Author: Anaïs Meier
Translator: Kate Brown
(Warning! This text ignores serious and important concerns regarding contraception, such as sexual violence and lack of access to contraceptives. As such, it may be regarded as thoroughly superficial, first-world, degenerate nonsense. No need to cast aspersions on the author, though.)
1 Prologue
2 The taboo of unwanted children
3 The concept of emergency contraception
4 The limitations of reliable contraception: the Immaculate Conception
5 Acknowledgments
1
There are four appropriate ways to write about contraception.
1. In the form of a religious exhortation written by a sixty-year old mother of thirteen with hepatitis c.
2. In the form of a brazen, raunchy essay, by a post-emancipated woman in her late thirties with red lipstick and an undetected Ureaplasma urealyticum infection.
3. In the form of an erotic poem by a fifty-year old pottery teacher who is sometimes troubled by genital warts.
4. In the form of diary entries by a forty-year old male gynaecologist who is travelling the world and studying traditional Chinese medicine. (The forty-year-old gynaecologist doesn’t have any sexually transmitted infections, as he is always careful to protect himself on his travels.

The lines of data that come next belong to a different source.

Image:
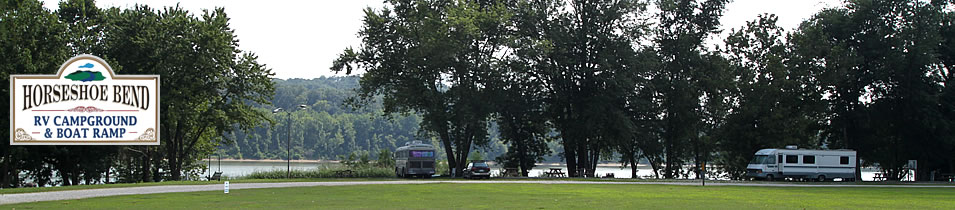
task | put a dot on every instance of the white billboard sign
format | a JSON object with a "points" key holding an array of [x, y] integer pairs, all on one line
{"points": [[84, 103]]}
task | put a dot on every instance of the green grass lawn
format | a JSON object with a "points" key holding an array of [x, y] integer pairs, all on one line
{"points": [[528, 196]]}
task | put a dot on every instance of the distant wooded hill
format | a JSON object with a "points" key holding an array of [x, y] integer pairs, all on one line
{"points": [[327, 128]]}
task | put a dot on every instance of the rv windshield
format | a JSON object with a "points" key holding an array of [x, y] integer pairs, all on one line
{"points": [[763, 159]]}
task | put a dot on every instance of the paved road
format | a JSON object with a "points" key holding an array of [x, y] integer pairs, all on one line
{"points": [[80, 194]]}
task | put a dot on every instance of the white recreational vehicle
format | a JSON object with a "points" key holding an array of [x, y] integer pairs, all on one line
{"points": [[796, 163]]}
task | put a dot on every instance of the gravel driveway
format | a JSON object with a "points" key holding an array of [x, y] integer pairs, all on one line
{"points": [[80, 194]]}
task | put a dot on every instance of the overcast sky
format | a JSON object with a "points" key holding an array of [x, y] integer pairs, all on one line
{"points": [[299, 39]]}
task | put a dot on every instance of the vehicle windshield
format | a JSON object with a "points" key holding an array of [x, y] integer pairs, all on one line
{"points": [[763, 159]]}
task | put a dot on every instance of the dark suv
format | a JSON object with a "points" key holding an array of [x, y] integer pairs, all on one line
{"points": [[477, 169]]}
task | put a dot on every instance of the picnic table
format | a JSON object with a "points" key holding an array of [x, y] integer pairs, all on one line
{"points": [[216, 176], [511, 172], [555, 172], [345, 173], [948, 177]]}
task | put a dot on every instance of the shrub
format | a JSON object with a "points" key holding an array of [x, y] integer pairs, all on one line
{"points": [[325, 172]]}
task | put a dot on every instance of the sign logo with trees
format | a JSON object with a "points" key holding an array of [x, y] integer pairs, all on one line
{"points": [[84, 103]]}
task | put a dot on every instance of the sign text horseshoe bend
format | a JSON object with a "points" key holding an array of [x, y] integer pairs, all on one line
{"points": [[84, 103]]}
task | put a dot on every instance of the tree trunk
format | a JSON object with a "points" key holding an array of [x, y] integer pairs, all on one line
{"points": [[582, 157], [633, 164], [145, 167], [570, 157], [521, 155], [5, 169]]}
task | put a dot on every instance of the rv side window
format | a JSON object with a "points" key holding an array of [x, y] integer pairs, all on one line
{"points": [[792, 159]]}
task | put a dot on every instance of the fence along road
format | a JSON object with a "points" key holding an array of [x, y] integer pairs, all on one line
{"points": [[90, 193]]}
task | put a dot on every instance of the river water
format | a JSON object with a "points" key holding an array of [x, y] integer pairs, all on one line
{"points": [[239, 168]]}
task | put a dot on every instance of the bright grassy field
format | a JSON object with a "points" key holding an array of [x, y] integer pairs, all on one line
{"points": [[528, 196]]}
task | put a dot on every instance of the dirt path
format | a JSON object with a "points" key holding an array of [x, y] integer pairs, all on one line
{"points": [[80, 194]]}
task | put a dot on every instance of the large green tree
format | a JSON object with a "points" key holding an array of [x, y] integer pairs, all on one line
{"points": [[881, 67], [435, 58], [773, 106], [207, 83], [688, 86]]}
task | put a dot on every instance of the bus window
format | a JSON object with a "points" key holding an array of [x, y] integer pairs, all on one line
{"points": [[792, 159], [422, 153], [809, 159]]}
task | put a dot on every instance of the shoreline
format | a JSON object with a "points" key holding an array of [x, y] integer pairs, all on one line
{"points": [[338, 161], [269, 160]]}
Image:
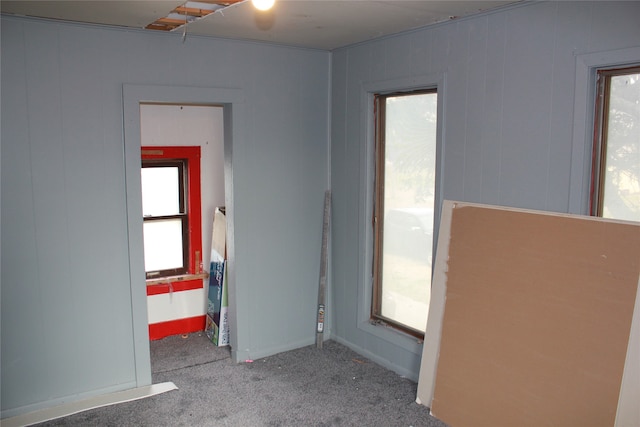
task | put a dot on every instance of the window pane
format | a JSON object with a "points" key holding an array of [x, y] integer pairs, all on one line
{"points": [[409, 186], [163, 245], [160, 191], [622, 173]]}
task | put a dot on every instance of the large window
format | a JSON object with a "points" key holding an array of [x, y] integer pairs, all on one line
{"points": [[616, 159], [404, 208], [170, 178]]}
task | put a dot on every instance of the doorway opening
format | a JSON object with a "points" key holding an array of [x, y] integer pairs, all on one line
{"points": [[182, 183]]}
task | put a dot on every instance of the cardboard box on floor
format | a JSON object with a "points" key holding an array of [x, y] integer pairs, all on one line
{"points": [[532, 320], [217, 323]]}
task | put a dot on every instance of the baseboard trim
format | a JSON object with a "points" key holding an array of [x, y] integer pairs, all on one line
{"points": [[71, 408], [176, 327]]}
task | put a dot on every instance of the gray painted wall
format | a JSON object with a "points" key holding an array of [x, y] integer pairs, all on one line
{"points": [[508, 82], [68, 326]]}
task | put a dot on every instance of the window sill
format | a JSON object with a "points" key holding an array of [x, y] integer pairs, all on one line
{"points": [[184, 282]]}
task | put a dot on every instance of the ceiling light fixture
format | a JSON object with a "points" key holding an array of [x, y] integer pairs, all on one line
{"points": [[263, 4]]}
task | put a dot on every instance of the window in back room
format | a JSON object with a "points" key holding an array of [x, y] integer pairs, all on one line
{"points": [[170, 178], [405, 175], [615, 189]]}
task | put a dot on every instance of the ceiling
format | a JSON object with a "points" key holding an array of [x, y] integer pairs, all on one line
{"points": [[320, 24]]}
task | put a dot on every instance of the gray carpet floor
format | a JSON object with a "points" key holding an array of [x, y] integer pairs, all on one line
{"points": [[333, 386]]}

Any other way of writing about contraception is inappropriate.
2
Having unwanted children is bad news. I realised this when I was seven, watching TV with my grandparents.
The programme was for grown-ups. In the studio where it was filmed there was a blue partition behind which an adult – whose voice had been distorted – was talking about how his parents had fried him, in a frying pan, when he was a child.
When I asked my grandparents why this had happened, they just kept on looking at the TV screen and answered, in unison, ”Because he was an unwanted child.”
During puberty I learnt about the existence of my father’s two half-sisters and my mother’s half-brother.
I realised that I would never meet my grandparents on my father’s side because my dad was an unwanted child. His half-sisters were the wanted children. And I learned that I would never meet my mother’s half-brother because he too was an unwanted child.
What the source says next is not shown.